19 March 2010
|“Before the signing of the peace agreement there was no school in Lerwa and children from our community had to cover 15km to reach a school.”|
Lobone, 19 March — 2010 JRS handed over a newly constructed primary school to the community of Lerwa, Magwi County, Southern Sudan in March. Almost 700 people attended the ceremony.
“JRS has brought light to Lerwa,” said 16-year-old Aloyo Margareth, the head girl of the school, who spoke first at the ceremony. On behalf of the school and the local community, the deputy head teacher, the chairman of the parents-teachers-association and the chief of the sub county also expressed their gratitude and appreciation. “Before the signing of the peace agreement there was no school in Lerwa and children from our community had to cover 15km to reach a school,” said Deputy Head Teacher, Oyet Martine. As a sign of their gratitude, the leaders donated a big white goat to JRS.

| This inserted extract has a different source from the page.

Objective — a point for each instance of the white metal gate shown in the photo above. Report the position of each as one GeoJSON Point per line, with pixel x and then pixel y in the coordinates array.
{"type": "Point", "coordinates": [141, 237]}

The new Lerwa primary school comprises a five classroom block furnished with 90 triple seater desks, administration offices, two latrine blocks and a 10,000 litres rain water harvesting tank. Twelve office chairs, six office tables and a signpost will be delivered soon. The school was constructed with funds of the US State Department’s Bureau of Population, Refugees and Migration (PRM).
“I urge all community members to send their children to school because education is the key to development,” said the Deputy Director of BAA Technical Service, the construction company, Augustine Okwera. He also encouraged community members to enrol for other courses offered by JRS, such as adult education and nursery school.
JRS Project Director, Lam Leone Ferem, thanked the community of Lerwa for their cooperation and commitment. “I was happy to see you taking initiative when you started to teach your children under trees right after returning from exile,” he said, urging the community to maintain that spirit. The first primary school in Lerwa was initiated in March 2008 after most of the community members had just returned from exile in Uganda. At first, dry cassavas served as chalk and metal doors as chalkboards.
The celebration was framed by various performances and activities. The school choir sang and other groups performed dramas as well as western and traditional dances. Among those present were school children, parents, local authorities, a representative of the Spanish donor organisation Entreculturas, the team of constructors and JRS staff.
After a needs assessment in 2008, JRS decided to support the efforts of the local community and construction for a new school began in October 2009. Besides the newly constructed school building there is only one more permanently built structure in Lerwa: A health centre consisting of three rooms which was built by the American Refugee Committee (ARC). Lerwa is around 30km from Lobone where JRS has its local office.